Interval training has been the subject of a lot of research lately.  It seems to be pretty well established that interval workouts are more efficient and effective that long, steady cardio sessions.  What is less clear is exactly how the intervals should be done and whether this is the same for everyone.  HIT, per Professor Jamie Timmons, involves very short intervals of 20-30 seconds.  I tried short-interval workouts for a while and saw no improvement at all; I didn’t lose weight and my fitness didn’t improve.  I was in decent shape so my resting heart rate was low (50 bpm or so).  To raise my heart rate to the point where I was actually working (at least 120) took more than 20 seconds – the interval was over before it had even started.  When I did the resting part my heart rate would go right back down to 70 or so and still not get much above 120 on the next round.  For my present regimen, I warm up for five minutes to get my heart rate to the mid-120’s, which is a good starting point.  I then alternate intervals of four and three minutes at 125-130 bpm and 135-140 bpm, respectively, for an overall average of about 132 bpm.  The 33-minute workout I do burns 300 calories or less, according to my Polar heart rate monitor.  For my body, a 12-minute workout would probably have no effect at all.  

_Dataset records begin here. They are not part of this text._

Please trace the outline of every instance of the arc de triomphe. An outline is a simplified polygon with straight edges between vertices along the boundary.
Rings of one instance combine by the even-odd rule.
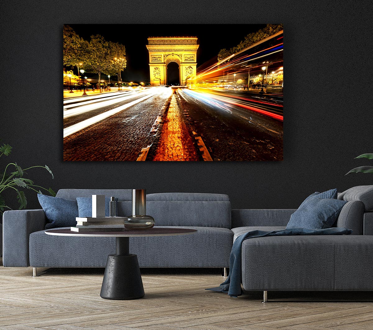
[[[149,51],[150,84],[167,83],[167,65],[171,62],[179,65],[181,85],[196,74],[197,37],[149,37],[146,48]]]

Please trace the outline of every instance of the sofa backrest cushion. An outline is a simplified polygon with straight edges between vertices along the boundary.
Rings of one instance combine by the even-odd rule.
[[[285,227],[296,209],[232,210],[232,228],[254,226]]]
[[[342,208],[335,225],[352,229],[352,235],[363,235],[364,204],[360,201],[347,202]]]
[[[364,204],[366,212],[373,211],[373,185],[352,187],[339,194],[338,199],[348,202],[360,201]]]
[[[156,226],[231,228],[231,202],[220,194],[162,193],[146,196],[146,213]]]
[[[60,189],[56,196],[66,199],[75,199],[76,197],[91,197],[92,195],[114,196],[119,201],[132,200],[131,189]]]

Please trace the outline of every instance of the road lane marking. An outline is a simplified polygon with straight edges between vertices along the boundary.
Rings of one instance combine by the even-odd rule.
[[[141,102],[147,99],[148,99],[154,95],[154,93],[153,93],[149,95],[146,95],[143,97],[138,99],[135,101],[132,101],[132,102],[130,102],[129,103],[127,103],[124,105],[112,109],[111,110],[109,110],[102,113],[100,113],[100,115],[97,115],[97,116],[95,116],[91,118],[86,119],[85,120],[84,120],[83,121],[77,123],[76,124],[72,125],[71,126],[66,127],[66,128],[64,128],[63,137],[65,138],[69,135],[71,135],[72,134],[76,133],[81,129],[85,128],[88,126],[90,126],[91,125],[93,125],[93,124],[95,124],[96,123],[104,119],[105,119],[108,117],[110,117],[113,115],[115,115],[116,113],[117,113],[118,112],[120,112],[120,111],[126,109],[130,106],[132,106],[134,105],[135,104],[137,104],[140,102]]]

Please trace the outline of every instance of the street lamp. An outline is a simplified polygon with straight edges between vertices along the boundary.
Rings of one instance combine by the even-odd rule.
[[[70,91],[69,92],[70,93],[74,93],[74,92],[73,92],[72,91],[72,86],[71,86],[71,77],[72,77],[72,75],[71,74],[70,74],[70,73],[69,73],[68,75],[68,77],[69,77],[69,79],[70,80]]]
[[[266,69],[267,68],[267,67],[262,67],[261,70],[263,71],[263,76],[262,77],[261,80],[261,87],[263,87],[264,86],[264,71],[266,71]]]
[[[80,80],[80,75],[79,74],[79,65],[80,65],[80,66],[81,67],[81,66],[82,65],[83,65],[82,63],[78,63],[77,64],[76,64],[76,67],[78,68],[78,77],[79,77],[79,85],[80,86],[81,90],[82,90],[82,86],[81,86],[81,81]],[[81,71],[80,72],[81,72]]]
[[[83,75],[83,74],[84,73],[84,70],[83,70],[83,69],[81,69],[80,70],[79,70],[79,71],[80,71],[80,73],[82,74],[82,75]],[[80,83],[80,90],[81,91],[82,84],[83,84],[83,82],[81,81],[81,80],[80,78],[79,79],[79,81]],[[84,95],[84,94],[83,94],[83,95]]]
[[[84,82],[84,81],[83,83],[83,88],[84,89],[84,92],[83,93],[83,95],[87,95],[87,93],[85,92],[85,85],[86,85],[86,84],[87,84],[87,77],[84,77],[84,79],[85,79],[85,82]]]

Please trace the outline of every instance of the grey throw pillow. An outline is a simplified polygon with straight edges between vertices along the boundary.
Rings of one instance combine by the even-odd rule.
[[[286,229],[331,228],[347,202],[336,199],[336,189],[310,195],[291,215]]]

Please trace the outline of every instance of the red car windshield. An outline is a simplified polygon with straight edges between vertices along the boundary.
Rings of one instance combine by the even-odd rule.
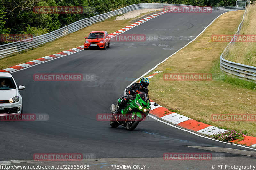
[[[103,33],[91,33],[88,36],[88,38],[104,38]]]

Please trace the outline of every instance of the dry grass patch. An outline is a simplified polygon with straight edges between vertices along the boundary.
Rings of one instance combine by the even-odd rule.
[[[211,119],[212,114],[256,113],[255,90],[220,80],[225,73],[220,72],[218,63],[227,43],[211,41],[212,34],[235,33],[244,12],[232,11],[223,15],[193,42],[157,67],[154,71],[163,72],[150,80],[150,98],[192,119],[256,135],[255,122],[215,122]],[[209,81],[163,79],[163,74],[178,73],[211,73],[213,78]]]
[[[225,59],[238,63],[256,66],[256,3],[247,8],[244,23],[239,34],[253,35],[254,42],[235,43],[230,46]]]
[[[151,13],[155,13],[156,11],[159,11],[157,10],[153,12],[151,11],[143,13],[137,16],[136,18],[139,18],[145,15],[147,15],[145,16],[146,17],[151,15]],[[14,56],[0,59],[0,70],[82,45],[84,43],[84,37],[88,36],[92,31],[106,30],[108,33],[110,33],[134,22],[134,18],[114,21],[116,17],[114,17],[105,21],[94,24],[53,42],[45,44],[33,50]]]

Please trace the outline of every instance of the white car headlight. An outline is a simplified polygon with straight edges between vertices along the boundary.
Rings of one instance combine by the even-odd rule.
[[[11,99],[9,100],[9,103],[15,103],[18,102],[20,100],[20,98],[18,96],[15,96],[14,98]]]

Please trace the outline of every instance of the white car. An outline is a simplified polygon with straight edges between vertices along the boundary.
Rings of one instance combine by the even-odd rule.
[[[25,88],[22,85],[18,88],[10,74],[0,72],[0,116],[22,113],[22,97],[19,91]]]

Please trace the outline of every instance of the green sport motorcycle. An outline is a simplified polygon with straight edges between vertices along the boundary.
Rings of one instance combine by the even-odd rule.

It’s great that HIT improved Mosley’s insulin sensitivity but I sometimes felt that both he and Timmons verged on saying that the 12-minute routine might be all the exercise a person needs.  Leaving aside the issue of what cardio is right for each person, there are many types of exercise that can improve the body in many different areas, including strength, agility, quickness, flexibility, and balance.  While encouraging non-exercisers to exercise is a thoroughly admirable goal, it is also important to encourage those who do a little to try to expand the range of what they can do and improve their condition even more.  

I wish the segments about HIT had included information about Mosley’s resting heart rate and whether that changed as a result of the HIT training.  Resting heart rate is an important index of fitness.  I try to keep mine in the 45-50 bpm range and I do the cardio intervals mostly for that purpose.  If I go on a trip and don’t work out for a couple of weeks it tends to creep back up but after a few workouts it comes right back down.  A recent Danish study showing that healthy men with a resting heart rate of 51-80 bpm had a 40-50% greater risk of death than those at or below 50 bpm.  At 81-90 bpm the risk was doubled and above 90 bpm it was tripled!